Die Antragstellerin beantragt, die Vollziehung der Aufhebungsbescheide des FA vom 3. Juni 1982 und der Zinsbescheide hierzu vom selben Tage auszusetzen, ferner, soweit Aussetzung gewährt wird, die Verwirkung von Säumniszuschlägen bis zum Ergehen der gerichtlichen Entscheidung über den Aussetzungsantrag aufzuheben.

Das FA beantragt, den Antrag der Antragstellerin abzuweisen.

Es hält den Antrag im Hinblick auf Art. 3 § 7 des Gesetzes zur Entlastung der Gerichte in der Verwaltungs- und Finanzgerichtsbarkeit - VGFGEntlG - (§ 69 Abs. 4 der Finanzgerichtsordnung - FGO - i. d. F. des FGO-Änderungsgesetzes vom 21. Dezember 1992, BGBl I 1992, 2109, BStBl I 1993, 90) zwar für zulässig, da es der Antragstellerin auf deren fernmündliche Anfrage am 1. Juni 1992 mitgeteilt habe, daß es von sich aus die Vollziehung der angefochtenen Bescheide nicht aussetzen werde. Doch sei der Antrag unbegründet.

Entscheidungsgründe

Der entsprechend den Ausführungen des FA zulässige Antrag ist unbegründet.

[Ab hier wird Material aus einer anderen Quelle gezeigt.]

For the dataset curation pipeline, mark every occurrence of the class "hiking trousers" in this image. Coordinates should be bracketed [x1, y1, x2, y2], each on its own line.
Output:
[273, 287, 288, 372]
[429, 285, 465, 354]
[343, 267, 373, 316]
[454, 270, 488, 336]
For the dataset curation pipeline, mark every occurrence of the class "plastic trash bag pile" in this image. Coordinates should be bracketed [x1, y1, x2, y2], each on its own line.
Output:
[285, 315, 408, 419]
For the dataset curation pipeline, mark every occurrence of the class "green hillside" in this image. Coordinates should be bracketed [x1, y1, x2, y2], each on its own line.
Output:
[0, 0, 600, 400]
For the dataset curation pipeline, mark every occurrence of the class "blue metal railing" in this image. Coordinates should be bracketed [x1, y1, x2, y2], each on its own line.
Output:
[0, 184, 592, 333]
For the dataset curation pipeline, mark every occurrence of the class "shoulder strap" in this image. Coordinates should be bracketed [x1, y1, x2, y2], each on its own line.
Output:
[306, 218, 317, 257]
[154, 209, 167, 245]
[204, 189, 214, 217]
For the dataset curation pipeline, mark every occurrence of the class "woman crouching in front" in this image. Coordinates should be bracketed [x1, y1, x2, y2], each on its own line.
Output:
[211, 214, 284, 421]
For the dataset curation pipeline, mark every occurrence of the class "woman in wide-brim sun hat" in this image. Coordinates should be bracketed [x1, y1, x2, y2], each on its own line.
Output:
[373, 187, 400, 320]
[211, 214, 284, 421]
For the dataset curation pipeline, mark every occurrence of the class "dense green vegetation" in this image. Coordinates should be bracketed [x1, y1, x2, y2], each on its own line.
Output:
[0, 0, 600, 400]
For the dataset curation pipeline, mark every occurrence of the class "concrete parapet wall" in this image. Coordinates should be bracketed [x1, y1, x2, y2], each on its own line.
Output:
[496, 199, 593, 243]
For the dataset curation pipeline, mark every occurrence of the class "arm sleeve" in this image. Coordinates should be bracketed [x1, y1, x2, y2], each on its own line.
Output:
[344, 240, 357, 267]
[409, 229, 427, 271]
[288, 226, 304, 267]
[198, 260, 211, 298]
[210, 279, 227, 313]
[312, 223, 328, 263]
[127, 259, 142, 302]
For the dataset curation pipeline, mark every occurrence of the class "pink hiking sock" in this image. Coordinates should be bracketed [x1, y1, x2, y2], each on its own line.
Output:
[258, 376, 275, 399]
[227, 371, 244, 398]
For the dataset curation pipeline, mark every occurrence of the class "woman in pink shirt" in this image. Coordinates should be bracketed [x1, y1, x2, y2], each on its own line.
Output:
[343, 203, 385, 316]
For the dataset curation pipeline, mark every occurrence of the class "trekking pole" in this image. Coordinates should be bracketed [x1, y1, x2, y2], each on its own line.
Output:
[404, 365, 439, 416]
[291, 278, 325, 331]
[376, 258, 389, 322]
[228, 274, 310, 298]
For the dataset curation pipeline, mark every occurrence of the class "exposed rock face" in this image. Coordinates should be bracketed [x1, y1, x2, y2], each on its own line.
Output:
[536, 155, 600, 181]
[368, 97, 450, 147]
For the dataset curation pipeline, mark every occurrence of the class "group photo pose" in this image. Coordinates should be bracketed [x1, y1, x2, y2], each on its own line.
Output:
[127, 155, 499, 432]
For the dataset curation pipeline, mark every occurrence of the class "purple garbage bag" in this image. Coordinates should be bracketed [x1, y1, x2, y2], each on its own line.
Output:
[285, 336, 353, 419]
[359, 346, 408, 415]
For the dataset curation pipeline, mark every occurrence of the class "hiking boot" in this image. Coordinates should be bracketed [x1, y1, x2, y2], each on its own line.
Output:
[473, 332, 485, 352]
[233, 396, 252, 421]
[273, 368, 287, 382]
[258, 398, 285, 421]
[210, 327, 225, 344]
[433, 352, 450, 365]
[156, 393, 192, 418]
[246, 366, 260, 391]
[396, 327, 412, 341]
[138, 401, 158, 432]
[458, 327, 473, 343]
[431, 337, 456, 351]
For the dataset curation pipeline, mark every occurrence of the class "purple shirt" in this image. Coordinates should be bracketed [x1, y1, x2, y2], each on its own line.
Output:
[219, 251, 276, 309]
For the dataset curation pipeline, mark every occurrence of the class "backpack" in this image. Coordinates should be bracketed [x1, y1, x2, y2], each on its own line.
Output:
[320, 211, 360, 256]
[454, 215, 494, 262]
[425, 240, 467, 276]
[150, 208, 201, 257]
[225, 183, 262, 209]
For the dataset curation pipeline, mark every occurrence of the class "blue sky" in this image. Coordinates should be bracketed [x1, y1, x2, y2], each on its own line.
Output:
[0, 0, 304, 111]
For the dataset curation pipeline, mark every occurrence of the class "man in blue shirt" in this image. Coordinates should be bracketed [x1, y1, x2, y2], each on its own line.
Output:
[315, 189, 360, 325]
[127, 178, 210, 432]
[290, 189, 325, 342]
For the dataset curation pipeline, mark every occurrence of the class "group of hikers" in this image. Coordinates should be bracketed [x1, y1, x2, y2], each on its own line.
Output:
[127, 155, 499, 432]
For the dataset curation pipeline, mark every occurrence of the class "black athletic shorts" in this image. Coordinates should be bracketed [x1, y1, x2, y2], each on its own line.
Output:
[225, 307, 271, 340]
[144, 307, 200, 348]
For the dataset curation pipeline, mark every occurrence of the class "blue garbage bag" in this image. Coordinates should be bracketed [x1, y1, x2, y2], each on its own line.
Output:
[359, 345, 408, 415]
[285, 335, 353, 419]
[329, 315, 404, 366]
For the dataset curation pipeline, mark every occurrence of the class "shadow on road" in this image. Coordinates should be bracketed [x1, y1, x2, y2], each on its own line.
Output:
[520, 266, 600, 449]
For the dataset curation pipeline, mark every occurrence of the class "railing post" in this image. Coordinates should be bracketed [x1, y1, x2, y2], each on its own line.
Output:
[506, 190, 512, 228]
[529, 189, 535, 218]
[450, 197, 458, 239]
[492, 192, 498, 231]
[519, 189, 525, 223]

1. Nach § 69 Abs. 3 Satz 1 i. V. m. Abs. 2 Satz 2 FGO soll das Gericht der Hauptsache die Vollziehung aussetzen, wenn - worauf der Antrag im Streitfall allein gestützt wird - ernstliche Zweifel an der Rechtmäßigkeit des angefochtenen Verwaltungsakts bestehen. Ernstliche Zweifel an der Rechtmäßigkeit des angefochtenen Verwaltungsakts sind zu bejahen, wenn bei der summarischen Prüfung dieses Bescheids neben für die Rechtmäßigkeit des sprechenden Umständen gewichtige, gegen die Rechtmäßigkeit des angefochtenen Verwaltungsakts sprechende Gründe zutage treten, die Unentschiedenheit oder Unsicherheit in der Beurteilung der Rechtsfragen oder Unklarheit in der Beurteilung der Tatfragen bewirken (Beschluß des BFH vom 10. Februar 1967 III B 9/66, BFHE 87, 447, BStBl III 1967, 182; seitdem ständige Rechtsprechung). Ob diese Voraussetzungen vorliegen, richtet sich bei einem schon in der Revisionsinstanz schwebenden Rechtsstreit nach revisionsrechtlichen Grundsätzen. Ernstliche Zweifel können in diesem Fall nur dann bestehen, wenn auch unter Beachtung der beschränkten Prüfungsmöglichkeiten des Revisionsgerichts ernstlich mit der Aufhebung oder Änderung des angefochtenen Verwaltungsaktes zu rechnen ist. Bei voraussichtlich endgültiger Entscheidung über die Revision (Verwerfung oder Zurückweisung der Revision oder Entscheidung in der Sache) ist der wahrscheinliche Ausgang des Revisionsverfahrens, bei voraussichtlicher Aufhebung und Zurückverweisung der Sache an das FG der wahrscheinliche Ausgang des fortzusetzenden Klageverfahrens summarisch zu beurteilen (so schon BFH-Beschluß vom 21. November 1973 I S 8/73, BFHE 110, 498, BStBl II 1974, 114; s. auch Koch in Gräber, Finanzgerichtsordnung, 2. Aufl., § 69 Anm. 97, mit weiteren Hinweisen).

2. Im Streitfall ist nicht ernstlich mit einer Aufhebung oder Änderung der angefochtenen Zulagenbescheide im Revisionsverfahren zu rechnen.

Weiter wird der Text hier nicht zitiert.